Os pesquisadores acrescentaram que, embora os dados de acompanhamento ainda estejam sendo analisados, as mudanças iniciais na atividade cerebral um dia após o tratamento foram um bom preditor de se uma pessoa ainda mostraria melhora em seis meses. "Ainda não sabemos quanto tempo duram as mudanças na atividade cerebral observadas com a terapia com psilocibina e precisamos fazer mais pesquisas para entender isso. Sabemos que algumas pessoas recaem, e pode ser que depois de um tempo seus cérebros voltem aos padrões rígidos de atividade que vemos na depressão", adverte Carhart-Harris.

Os autores também alertam que, embora essas descobertas sejam encorajadoras, ensaios anteriores que avaliaram a psilocibina para depressão ocorreram sob condições clínicas controladas, usando uma dose regulamentada formulada em laboratório, e envolveram amplo apoio psicológico antes, durante e após a dosagem, fornecido por profissionais de saúde mental. Pacientes com distúrbios mentais não devem tentar se automedicar com a substância, pois tomar cogumelos mágicos ou seu composto na ausência dessas precauções cuidadosas pode ter um resultado negativo.

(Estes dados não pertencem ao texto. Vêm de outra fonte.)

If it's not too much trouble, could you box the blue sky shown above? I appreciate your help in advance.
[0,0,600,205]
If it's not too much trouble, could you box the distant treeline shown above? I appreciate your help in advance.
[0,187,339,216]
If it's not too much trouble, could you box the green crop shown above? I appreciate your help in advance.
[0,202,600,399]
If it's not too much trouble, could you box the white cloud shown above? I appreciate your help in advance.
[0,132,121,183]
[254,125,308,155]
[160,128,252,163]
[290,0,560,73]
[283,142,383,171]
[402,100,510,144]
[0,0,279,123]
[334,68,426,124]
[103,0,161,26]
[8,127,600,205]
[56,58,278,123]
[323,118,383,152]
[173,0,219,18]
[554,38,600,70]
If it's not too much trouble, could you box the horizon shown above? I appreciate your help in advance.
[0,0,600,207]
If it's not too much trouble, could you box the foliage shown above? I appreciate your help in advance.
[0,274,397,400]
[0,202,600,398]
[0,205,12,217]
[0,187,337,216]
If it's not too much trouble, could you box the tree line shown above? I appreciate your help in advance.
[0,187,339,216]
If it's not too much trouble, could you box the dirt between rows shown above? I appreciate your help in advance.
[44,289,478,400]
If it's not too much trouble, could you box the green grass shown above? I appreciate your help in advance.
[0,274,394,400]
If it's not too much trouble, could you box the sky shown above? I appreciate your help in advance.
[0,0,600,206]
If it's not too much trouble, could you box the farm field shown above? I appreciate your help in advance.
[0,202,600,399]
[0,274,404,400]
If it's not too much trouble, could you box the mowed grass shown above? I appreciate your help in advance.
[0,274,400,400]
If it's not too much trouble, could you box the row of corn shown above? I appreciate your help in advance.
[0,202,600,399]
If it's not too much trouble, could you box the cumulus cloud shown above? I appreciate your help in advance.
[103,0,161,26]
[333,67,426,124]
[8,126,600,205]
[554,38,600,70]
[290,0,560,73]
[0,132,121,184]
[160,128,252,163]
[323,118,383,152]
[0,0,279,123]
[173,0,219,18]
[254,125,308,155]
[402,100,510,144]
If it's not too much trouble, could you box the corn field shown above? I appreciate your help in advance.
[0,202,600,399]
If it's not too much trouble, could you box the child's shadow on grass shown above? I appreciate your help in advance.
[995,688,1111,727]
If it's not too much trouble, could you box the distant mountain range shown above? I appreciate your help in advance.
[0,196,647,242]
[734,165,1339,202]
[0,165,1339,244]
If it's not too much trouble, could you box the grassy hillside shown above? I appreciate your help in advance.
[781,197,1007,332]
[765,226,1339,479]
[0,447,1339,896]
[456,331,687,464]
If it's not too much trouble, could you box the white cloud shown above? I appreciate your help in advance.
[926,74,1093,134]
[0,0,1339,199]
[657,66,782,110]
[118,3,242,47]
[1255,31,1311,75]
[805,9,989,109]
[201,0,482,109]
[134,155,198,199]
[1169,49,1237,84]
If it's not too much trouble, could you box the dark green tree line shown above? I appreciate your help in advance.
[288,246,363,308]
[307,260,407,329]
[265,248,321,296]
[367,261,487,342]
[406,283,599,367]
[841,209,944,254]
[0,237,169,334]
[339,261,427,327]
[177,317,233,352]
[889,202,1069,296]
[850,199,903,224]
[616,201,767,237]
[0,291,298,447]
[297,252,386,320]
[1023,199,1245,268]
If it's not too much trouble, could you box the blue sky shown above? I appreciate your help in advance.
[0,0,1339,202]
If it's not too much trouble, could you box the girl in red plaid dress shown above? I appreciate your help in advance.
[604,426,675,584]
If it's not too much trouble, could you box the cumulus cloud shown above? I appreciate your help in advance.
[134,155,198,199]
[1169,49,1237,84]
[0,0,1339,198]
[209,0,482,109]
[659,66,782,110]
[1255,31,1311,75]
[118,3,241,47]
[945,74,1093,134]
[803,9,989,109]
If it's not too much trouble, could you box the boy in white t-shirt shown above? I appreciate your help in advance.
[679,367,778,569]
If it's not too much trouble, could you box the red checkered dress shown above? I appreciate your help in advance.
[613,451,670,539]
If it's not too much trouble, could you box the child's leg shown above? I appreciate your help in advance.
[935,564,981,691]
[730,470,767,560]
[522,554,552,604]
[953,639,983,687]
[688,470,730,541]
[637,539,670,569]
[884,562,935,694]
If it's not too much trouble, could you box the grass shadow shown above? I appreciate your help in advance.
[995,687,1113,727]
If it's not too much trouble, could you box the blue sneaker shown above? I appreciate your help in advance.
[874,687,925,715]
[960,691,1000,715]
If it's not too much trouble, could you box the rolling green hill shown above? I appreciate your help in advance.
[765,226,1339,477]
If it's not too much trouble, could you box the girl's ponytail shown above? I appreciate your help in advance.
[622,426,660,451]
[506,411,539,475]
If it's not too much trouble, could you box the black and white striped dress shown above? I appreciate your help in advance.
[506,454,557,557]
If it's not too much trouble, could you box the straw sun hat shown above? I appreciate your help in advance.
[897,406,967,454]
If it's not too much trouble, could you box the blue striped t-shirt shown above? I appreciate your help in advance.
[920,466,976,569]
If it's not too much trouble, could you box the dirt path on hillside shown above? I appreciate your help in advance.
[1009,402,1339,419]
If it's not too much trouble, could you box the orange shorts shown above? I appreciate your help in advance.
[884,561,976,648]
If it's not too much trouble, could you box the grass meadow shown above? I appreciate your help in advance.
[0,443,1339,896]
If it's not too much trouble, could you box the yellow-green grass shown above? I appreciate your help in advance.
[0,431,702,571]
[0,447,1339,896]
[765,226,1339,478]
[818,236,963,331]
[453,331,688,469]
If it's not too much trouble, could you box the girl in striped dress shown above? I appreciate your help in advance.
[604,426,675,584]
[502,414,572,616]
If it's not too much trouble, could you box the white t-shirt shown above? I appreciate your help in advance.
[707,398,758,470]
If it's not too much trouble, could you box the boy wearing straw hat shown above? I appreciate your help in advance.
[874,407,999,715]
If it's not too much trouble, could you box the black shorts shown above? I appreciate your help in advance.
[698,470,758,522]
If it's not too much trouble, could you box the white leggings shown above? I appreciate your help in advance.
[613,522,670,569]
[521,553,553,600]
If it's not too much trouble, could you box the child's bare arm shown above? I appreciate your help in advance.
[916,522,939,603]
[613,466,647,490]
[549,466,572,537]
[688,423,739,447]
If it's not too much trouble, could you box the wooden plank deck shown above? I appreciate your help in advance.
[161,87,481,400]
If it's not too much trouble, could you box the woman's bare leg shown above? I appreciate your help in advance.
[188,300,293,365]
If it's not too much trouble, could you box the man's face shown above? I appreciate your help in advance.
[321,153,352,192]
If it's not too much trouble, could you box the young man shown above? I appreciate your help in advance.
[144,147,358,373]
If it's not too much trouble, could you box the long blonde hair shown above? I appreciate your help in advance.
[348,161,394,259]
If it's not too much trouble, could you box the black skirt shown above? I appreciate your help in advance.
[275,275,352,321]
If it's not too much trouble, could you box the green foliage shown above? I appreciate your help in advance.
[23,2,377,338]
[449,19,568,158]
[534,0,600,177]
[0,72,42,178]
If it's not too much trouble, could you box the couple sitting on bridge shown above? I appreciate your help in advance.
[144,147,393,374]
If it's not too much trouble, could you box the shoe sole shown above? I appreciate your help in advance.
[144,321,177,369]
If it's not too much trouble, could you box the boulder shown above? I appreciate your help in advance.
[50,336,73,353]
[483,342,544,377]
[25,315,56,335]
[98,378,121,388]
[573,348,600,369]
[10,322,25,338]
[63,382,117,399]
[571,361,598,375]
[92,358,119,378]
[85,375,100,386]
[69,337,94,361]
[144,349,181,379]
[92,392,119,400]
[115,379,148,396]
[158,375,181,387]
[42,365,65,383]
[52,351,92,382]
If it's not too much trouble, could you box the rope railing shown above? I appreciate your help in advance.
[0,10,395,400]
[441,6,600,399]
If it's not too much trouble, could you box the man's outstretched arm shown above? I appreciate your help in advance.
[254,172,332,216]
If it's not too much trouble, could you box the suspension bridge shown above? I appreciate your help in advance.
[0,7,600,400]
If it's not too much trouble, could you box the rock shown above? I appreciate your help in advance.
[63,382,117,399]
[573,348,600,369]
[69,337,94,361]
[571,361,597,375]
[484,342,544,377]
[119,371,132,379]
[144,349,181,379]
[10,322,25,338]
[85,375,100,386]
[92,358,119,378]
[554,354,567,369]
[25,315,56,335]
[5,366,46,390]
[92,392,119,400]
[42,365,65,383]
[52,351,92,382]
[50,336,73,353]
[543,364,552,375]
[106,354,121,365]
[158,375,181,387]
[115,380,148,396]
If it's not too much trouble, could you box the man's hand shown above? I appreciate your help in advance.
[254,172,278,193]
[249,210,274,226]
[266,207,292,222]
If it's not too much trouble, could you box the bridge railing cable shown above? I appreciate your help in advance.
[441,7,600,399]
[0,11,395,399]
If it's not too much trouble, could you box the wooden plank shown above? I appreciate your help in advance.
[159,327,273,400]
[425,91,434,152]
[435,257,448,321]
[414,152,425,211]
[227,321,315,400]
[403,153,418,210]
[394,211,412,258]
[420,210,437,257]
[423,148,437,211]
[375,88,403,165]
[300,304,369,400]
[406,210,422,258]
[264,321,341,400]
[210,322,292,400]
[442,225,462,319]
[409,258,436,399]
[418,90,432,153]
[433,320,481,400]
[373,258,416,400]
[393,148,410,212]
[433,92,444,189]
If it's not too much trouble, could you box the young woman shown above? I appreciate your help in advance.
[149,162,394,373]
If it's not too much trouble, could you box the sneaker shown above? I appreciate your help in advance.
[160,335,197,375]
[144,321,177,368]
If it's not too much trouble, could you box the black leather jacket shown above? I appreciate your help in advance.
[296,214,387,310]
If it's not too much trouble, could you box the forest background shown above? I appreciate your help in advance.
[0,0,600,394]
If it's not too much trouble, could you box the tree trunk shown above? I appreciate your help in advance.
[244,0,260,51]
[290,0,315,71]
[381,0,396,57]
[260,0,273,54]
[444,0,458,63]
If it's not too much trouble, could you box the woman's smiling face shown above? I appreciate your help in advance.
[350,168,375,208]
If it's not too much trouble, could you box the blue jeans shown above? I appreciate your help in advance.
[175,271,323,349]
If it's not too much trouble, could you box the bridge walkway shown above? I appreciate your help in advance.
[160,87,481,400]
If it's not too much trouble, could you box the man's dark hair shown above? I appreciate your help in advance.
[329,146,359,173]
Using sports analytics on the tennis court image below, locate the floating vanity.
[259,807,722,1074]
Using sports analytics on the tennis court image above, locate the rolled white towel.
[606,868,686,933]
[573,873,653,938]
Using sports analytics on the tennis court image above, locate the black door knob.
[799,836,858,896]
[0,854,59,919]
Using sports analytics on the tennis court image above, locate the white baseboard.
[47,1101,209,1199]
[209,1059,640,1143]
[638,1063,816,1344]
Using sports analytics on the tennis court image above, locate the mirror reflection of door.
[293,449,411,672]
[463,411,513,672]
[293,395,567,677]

"Uma implicação emocionante de nossas descobertas é que descobrimos um mecanismo fundamental pelo qual a terapia psicodélica funciona não apenas para a depressão, mas para outras doenças mentais, como anorexia ou vício. Agora precisamos testar se esse é o caso", complementa Carthart-Harris. "Essas descobertas são importantes porque, pela primeira vez, descobrimos que a psilocibina funciona de maneira diferente dos antidepressivos convencionais, tornando o cérebro mais flexível e fluido e menos enraizado no pensamento negativo, padrões associados à depressão", destaca David Nutt, chefe do Centro de Pesquisa Psicodélica do Imperial. "Isso apoia nossas previsões iniciais e confirma que a psilocibina pode ser uma abordagem alternativa real para tratamentos de depressão."